Am anderen Ende der Leitung saß meine kleine Schwester, welche nur beteuern konnte, dass sie die Karte ja dem richtigen Asher Jackson gegeben hatte. Es war inzwischen schon ein ganzer Monat vergangen seitdem sie Asher im Auftrag von mir die Karte meines Unternehmens gegeben hatte.

Verdammt, ich war mir doch so sicher, dass Asher neugierig genug sein würde um nach anfänglicher Unsicherheit trotzdem anzurufen. Und jetzt tat und tat er es einfach nicht. Hatte ich ihn falsch eingeschätzt? Konnte eigentlich nicht sein. Von Anfang an hatte Asher mir Zeichen gegeben, wenn auch unbewusst. Schon als er das Zimmer am Abend unserer Begegnung betreten hatte, hatte seine Körpersprache klar gemacht, dass er nicht abgetan war.
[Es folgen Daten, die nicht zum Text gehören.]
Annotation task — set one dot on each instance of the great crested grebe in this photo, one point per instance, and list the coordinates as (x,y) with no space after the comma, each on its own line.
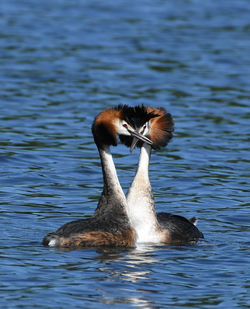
(149,226)
(110,225)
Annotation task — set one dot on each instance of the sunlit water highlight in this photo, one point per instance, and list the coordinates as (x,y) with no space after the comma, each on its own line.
(62,62)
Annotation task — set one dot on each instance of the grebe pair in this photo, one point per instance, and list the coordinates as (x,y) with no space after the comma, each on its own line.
(119,221)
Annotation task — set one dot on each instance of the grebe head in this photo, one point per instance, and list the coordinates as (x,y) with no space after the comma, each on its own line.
(153,123)
(116,121)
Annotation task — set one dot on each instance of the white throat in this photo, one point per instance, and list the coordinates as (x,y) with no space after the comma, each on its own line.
(141,209)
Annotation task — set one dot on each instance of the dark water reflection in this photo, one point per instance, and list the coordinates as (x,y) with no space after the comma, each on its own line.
(62,62)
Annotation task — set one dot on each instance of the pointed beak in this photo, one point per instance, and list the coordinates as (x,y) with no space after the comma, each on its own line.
(138,137)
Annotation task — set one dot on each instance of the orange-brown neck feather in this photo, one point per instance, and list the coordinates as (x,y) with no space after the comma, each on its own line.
(104,127)
(161,127)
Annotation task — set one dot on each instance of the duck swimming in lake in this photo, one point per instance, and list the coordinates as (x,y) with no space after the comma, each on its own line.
(110,225)
(149,226)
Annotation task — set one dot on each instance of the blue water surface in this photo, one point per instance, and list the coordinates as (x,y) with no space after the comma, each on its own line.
(62,62)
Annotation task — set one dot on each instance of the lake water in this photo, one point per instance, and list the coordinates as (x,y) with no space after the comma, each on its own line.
(62,62)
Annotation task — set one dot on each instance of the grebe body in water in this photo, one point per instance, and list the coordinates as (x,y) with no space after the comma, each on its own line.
(149,226)
(110,225)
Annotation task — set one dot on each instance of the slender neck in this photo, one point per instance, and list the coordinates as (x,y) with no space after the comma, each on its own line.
(143,165)
(141,208)
(112,198)
(110,178)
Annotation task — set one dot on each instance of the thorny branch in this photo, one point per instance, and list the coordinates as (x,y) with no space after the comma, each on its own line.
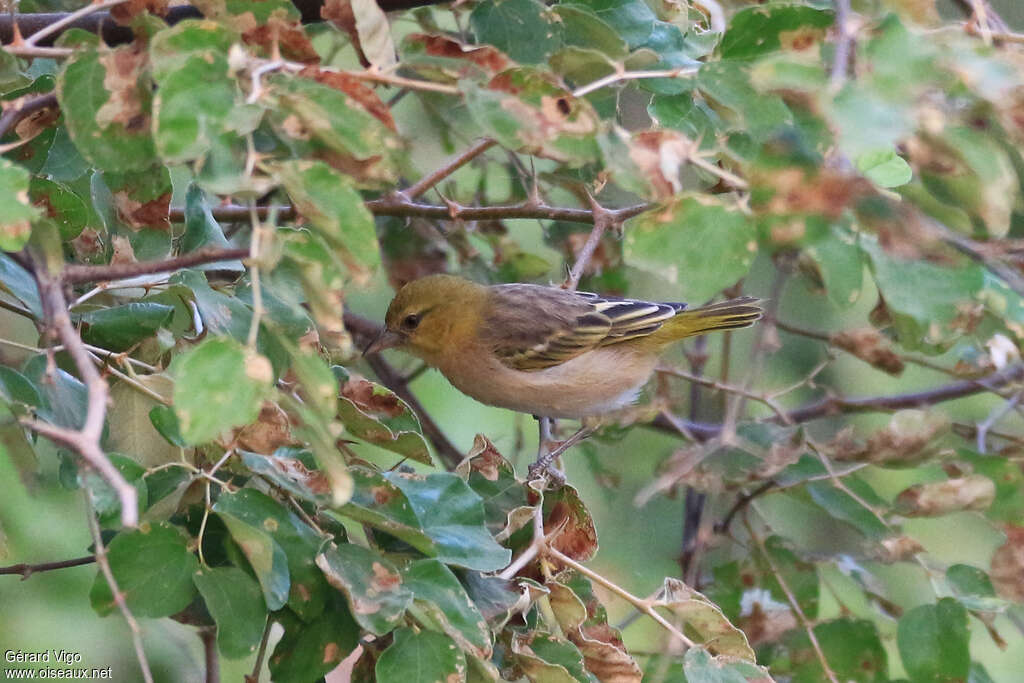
(27,570)
(119,597)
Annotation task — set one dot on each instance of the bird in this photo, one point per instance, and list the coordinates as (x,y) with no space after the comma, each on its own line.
(548,351)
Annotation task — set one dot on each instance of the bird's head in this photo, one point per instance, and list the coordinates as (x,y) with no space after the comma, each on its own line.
(428,315)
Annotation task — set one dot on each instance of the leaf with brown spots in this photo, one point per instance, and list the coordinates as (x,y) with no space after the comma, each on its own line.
(440,55)
(568,519)
(706,619)
(372,585)
(355,89)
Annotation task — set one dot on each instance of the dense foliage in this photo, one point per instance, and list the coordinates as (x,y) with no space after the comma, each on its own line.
(185,217)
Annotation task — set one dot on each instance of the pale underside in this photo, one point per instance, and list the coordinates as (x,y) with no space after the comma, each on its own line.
(594,383)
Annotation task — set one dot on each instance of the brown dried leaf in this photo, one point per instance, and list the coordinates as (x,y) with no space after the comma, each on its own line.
(798,190)
(270,431)
(1007,568)
(565,513)
(870,346)
(486,57)
(137,215)
(354,88)
(974,492)
(908,438)
(659,155)
(124,81)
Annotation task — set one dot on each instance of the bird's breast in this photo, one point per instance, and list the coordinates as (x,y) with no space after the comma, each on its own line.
(594,383)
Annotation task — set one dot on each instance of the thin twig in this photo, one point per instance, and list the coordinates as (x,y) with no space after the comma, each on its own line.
(84,441)
(77,274)
(602,222)
(261,652)
(643,605)
(209,637)
(450,167)
(119,597)
(792,599)
(70,18)
(836,406)
(27,570)
(622,77)
(844,43)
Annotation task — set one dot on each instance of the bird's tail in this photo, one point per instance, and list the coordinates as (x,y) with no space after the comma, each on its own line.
(731,314)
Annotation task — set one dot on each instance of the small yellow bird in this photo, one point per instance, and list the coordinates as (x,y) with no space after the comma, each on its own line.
(545,350)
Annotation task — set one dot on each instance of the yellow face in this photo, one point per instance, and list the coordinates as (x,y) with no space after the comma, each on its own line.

„Hör mal, ich weiß wirklich nicht was da los ist, aber wenn du möchtest kann ich ihn ja nochmal ansprechen?" Ich schüttelte meinen Kopf und als mir wieder einfiel, dass sie das gar nicht sehen konnte, antwortete ich schnell.

„Nein, schon gut. Vielleicht hab ich ihn auch einfach falsch eingeschätzt. Wenn er sich mit Absicht nicht meldet, dann sollte ich ihm nicht noch mehr auf die Pelle rücken. Eine Anzeige wegen Belästigung oder so möchte ich echt nicht riskieren." Als Antwort bekam ich ein amüsiertes Schnaufen.

„Du? Falsch einschätzen? Gott, Evan, ich hab mit dem Kleinen geredet und ich hab auch seine Reaktion gesehen als er deinen Namen auf der Karte gesehen hat. Der war ja mal sowas von hibbelig. Wurde ganz scheckig im Gesicht."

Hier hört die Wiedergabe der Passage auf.